Bug 15096
Summary: | Resume lock up -- bisected, commit 3a1151e3f124fd1a2c54b8153f510f1a7c715369 - ATI Technologies Inc Mobility Radeon HD 3400 | ||
---|---|---|---|
Product: | ACPI | Reporter: | Rafał Miłecki (zajec5) |
Component: | Power-Video | Assignee: | Zhang Rui (rui.zhang) |
Status: | CLOSED PATCH_ALREADY_AVAILABLE | ||
Severity: | high | CC: | acpi-bugzilla, glisse, lenb, mjg59-kernel, rjw, rui.zhang, stefan.bader |
Priority: | P1 | ||
Hardware: | All | ||
OS: | Linux | ||
Kernel Version: | 2.6.32 | Subsystem: | |
Regression: | Yes | Bisected commit-id: | |
Bug Depends on: | |||
Bug Blocks: | 7216, 14230 | ||
Attachments: |
Patch that workarounds resume issue
dmesg Patch that workadounds resume issue and adds more debugging dmesg with patch applied patch: init video->backlight->props.brightness before use it lspci -vvxxx ACPI: Restore backlight state at the end of resume ACPI / PM: Move video resume to a PM notifier |
Description
Rafał Miłecki
2010-01-20 23:15:14 UTC
so s2ram works well in 2.6.32 if you blacklist the acpi video driver, right? Zhang: even more, if I let it load and just remove it (rmmod) before s2ram, it works fine. Of course that commit didn't cause real regression in code, it just enabled code that doesn't work for my machine. Diff: http://git.kernel.org/?p=linux/kernel/git/torvalds/linux-2.6.git;a=commitdiff;h=3a1151e3f124fd1a2c54b8153f510f1a7c715369 Well, it mostly does as I can control backlight, just suspend&resume does not :) please attach the acpidump output of your laptop. please comment this line in driver/acpi/video.c .resume = acpi_video_resume, and see if it helps. @Zhang can you use acpi dump from bug #11682 comment #3 ? It's exactly the same machine, without any BIOS update or any hardware change. Created attachment 24701 [details]

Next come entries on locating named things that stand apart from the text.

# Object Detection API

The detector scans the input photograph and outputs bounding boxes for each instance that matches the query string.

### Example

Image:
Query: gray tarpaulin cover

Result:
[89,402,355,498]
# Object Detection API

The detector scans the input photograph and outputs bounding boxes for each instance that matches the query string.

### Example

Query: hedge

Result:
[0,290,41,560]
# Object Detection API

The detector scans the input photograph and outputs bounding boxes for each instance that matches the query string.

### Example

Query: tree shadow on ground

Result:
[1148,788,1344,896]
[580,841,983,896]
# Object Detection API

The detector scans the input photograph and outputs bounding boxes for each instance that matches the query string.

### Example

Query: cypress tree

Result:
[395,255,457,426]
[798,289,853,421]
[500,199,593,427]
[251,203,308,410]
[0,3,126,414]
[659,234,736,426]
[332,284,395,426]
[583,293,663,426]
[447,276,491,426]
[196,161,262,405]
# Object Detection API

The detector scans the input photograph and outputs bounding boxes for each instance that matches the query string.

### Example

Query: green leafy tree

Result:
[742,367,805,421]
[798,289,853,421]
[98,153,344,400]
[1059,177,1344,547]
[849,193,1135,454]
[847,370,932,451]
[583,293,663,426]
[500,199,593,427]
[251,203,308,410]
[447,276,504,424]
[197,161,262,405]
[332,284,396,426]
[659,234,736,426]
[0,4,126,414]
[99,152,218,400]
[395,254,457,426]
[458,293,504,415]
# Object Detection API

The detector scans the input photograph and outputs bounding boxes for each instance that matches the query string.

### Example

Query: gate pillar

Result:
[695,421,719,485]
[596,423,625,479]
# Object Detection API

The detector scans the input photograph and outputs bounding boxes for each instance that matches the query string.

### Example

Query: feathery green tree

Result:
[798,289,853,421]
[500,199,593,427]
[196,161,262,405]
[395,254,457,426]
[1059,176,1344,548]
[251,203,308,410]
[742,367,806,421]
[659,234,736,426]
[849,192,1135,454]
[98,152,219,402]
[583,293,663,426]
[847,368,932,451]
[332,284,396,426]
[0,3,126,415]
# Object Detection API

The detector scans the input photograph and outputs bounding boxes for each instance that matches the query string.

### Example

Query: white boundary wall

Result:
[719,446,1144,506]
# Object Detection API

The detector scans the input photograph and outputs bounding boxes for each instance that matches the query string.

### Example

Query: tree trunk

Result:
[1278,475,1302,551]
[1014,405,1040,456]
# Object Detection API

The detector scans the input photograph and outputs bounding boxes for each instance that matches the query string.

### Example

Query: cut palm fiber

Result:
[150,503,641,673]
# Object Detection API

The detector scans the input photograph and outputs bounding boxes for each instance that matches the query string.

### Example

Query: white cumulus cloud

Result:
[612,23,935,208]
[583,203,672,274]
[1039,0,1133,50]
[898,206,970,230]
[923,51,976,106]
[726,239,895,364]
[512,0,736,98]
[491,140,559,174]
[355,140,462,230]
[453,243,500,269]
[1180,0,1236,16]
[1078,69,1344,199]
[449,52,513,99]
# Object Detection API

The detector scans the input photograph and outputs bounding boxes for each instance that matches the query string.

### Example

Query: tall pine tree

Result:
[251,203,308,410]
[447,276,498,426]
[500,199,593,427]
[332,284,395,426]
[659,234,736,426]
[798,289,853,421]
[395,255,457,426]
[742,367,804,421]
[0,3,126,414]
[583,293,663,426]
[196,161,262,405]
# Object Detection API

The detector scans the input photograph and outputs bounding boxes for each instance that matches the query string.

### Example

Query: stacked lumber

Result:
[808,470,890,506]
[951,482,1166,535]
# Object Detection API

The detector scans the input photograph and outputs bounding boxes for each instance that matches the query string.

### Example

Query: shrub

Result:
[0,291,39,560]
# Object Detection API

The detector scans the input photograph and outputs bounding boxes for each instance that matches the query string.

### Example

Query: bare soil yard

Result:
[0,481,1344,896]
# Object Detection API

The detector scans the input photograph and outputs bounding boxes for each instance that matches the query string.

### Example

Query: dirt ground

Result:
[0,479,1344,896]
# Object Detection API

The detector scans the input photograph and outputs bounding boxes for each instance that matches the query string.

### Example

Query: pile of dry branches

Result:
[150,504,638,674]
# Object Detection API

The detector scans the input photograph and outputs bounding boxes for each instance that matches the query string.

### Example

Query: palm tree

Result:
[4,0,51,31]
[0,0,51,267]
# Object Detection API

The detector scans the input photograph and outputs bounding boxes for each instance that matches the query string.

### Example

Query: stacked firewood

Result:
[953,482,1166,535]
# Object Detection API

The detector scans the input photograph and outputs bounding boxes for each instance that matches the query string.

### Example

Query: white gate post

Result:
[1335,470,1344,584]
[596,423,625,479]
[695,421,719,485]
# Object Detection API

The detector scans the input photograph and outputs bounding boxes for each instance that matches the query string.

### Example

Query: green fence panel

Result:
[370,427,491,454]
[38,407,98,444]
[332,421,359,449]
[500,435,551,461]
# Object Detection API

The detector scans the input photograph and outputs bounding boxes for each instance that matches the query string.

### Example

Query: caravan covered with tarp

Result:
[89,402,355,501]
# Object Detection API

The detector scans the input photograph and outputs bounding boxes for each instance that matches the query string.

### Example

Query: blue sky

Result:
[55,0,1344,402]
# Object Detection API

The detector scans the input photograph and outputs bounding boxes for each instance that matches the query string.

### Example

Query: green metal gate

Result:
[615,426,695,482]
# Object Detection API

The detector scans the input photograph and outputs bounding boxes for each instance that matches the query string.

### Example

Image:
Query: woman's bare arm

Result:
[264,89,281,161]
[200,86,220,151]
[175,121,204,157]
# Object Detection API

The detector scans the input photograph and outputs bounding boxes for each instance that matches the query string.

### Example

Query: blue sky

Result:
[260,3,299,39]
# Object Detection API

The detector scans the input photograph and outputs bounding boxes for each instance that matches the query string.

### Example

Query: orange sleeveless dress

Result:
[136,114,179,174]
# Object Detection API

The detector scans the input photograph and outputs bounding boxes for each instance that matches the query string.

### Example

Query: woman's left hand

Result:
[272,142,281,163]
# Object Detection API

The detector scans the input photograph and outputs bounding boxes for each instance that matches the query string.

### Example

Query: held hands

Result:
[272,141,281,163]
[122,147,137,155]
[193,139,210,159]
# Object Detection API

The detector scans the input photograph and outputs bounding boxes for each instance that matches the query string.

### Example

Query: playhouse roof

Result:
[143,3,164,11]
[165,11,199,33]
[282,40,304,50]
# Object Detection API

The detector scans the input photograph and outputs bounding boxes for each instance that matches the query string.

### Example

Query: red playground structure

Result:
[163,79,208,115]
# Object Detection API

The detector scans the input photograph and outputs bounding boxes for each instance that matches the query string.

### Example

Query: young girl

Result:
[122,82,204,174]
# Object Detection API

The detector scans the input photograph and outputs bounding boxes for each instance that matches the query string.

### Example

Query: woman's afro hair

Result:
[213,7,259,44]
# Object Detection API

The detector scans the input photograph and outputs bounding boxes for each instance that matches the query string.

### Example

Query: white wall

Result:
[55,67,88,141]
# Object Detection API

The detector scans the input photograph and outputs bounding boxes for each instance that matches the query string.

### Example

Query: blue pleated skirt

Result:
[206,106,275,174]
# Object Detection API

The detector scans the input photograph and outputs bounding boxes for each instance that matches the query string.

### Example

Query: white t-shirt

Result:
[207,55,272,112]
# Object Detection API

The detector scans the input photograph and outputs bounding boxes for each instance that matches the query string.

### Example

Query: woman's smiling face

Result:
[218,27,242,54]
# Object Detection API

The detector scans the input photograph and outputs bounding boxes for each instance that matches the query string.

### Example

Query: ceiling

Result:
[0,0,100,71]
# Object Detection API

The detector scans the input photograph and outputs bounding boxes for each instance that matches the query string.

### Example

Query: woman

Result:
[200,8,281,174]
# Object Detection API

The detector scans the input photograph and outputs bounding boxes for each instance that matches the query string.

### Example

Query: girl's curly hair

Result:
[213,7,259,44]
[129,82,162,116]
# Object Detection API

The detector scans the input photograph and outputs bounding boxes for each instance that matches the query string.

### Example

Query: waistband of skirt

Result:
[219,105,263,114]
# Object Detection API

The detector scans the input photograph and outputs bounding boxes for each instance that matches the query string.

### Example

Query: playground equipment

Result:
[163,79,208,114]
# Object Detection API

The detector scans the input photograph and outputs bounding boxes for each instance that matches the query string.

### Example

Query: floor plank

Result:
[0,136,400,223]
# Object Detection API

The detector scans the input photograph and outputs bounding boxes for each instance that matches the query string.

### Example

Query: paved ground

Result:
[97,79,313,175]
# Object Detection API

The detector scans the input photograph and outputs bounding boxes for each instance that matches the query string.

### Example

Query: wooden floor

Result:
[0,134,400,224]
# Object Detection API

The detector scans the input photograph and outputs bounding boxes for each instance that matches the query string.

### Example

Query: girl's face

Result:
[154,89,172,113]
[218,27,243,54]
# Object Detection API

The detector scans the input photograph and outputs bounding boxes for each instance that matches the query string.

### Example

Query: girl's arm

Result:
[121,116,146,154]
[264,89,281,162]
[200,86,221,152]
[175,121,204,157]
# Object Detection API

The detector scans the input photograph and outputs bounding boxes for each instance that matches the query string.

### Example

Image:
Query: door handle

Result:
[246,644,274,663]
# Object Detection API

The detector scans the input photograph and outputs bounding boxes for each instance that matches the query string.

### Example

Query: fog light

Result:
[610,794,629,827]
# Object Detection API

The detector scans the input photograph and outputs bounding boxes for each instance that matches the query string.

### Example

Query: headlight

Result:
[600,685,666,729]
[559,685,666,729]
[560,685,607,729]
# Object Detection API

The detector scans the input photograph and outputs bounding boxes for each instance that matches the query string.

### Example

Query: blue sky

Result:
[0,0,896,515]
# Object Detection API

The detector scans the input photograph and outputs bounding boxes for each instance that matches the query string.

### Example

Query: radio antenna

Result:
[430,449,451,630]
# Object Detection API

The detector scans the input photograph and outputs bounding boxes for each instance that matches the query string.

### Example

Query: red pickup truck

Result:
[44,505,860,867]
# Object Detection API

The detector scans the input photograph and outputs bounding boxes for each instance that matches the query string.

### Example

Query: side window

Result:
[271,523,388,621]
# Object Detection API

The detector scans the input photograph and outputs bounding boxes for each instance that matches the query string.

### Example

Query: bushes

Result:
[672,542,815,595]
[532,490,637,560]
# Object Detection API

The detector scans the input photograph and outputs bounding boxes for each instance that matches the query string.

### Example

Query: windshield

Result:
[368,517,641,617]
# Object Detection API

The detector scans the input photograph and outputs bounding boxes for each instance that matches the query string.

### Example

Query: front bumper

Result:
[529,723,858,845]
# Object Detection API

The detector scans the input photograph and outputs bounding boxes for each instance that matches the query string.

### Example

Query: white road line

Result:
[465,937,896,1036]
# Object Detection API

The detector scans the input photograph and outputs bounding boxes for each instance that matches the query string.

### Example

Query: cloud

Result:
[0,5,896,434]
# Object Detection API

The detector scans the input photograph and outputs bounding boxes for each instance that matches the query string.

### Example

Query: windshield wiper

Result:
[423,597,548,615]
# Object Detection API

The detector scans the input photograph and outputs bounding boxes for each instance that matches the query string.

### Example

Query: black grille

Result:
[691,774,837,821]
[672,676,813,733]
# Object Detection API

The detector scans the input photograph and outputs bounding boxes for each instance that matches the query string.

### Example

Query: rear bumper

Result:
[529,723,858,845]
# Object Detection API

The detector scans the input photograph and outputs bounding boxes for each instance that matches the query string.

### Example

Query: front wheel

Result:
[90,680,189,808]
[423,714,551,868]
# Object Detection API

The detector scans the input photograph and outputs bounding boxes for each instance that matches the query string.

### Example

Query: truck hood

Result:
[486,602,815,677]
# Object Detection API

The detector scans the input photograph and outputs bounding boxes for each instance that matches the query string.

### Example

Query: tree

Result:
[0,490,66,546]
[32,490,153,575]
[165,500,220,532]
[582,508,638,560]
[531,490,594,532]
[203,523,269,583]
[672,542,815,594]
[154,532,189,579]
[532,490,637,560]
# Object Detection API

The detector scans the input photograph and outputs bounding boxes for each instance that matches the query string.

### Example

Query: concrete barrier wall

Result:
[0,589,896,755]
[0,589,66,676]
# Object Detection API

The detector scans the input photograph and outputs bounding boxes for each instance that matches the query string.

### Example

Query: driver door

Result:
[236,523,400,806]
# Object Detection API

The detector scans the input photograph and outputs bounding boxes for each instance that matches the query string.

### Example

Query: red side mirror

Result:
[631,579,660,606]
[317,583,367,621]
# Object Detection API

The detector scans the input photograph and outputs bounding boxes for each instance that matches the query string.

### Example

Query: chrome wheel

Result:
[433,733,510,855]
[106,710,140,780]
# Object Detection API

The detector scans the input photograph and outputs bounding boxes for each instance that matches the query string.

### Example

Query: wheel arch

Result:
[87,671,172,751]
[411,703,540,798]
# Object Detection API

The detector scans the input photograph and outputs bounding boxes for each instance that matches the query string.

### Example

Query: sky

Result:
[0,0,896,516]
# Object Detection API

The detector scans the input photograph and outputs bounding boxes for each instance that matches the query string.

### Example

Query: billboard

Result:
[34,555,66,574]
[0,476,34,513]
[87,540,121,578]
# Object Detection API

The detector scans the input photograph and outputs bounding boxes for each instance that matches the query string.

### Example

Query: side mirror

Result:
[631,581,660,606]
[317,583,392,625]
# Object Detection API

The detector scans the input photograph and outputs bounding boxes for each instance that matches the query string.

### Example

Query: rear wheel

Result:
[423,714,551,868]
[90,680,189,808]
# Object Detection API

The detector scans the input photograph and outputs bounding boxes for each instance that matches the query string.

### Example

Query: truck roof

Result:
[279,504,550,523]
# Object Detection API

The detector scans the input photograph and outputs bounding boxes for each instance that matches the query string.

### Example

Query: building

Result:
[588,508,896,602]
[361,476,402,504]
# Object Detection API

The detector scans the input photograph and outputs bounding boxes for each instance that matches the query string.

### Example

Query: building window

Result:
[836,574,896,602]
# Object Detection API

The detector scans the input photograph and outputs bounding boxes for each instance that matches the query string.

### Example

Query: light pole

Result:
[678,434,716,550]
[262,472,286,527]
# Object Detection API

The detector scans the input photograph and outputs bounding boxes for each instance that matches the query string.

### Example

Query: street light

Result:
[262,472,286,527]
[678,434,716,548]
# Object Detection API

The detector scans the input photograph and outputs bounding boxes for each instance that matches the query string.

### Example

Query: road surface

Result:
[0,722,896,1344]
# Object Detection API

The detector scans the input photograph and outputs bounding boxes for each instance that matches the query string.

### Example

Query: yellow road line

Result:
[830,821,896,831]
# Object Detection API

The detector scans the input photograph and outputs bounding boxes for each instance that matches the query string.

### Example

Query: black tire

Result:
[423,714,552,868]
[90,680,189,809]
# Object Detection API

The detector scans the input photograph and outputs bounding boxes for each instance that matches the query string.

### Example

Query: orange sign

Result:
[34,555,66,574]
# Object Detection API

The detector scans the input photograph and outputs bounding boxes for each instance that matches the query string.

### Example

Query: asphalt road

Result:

Patch that workarounds resume issue
@Zhang you were right, acpi_video_resume is guilty one. This patch workarounds problem and add some (I believe that very interesting) debugging messages.
Created attachment 24702 [details]
dmesg
The most important part that comes from my debugging patch:
[ 154.681802] ACPI: set_brightness with brightness -268374449 should be called
[ 154.681803] ACPI: set_brightness with brightness 0 should be called
[ 154.681805] ACPI: set_brightness with brightness -268374449 should be called
[ 154.681806] ACPI: set_brightness with brightness -268374449 should be called
So we have 4 (four!) devices, 3 with uninitialized properties and left 1 wants backlight level 0... That's weird for me.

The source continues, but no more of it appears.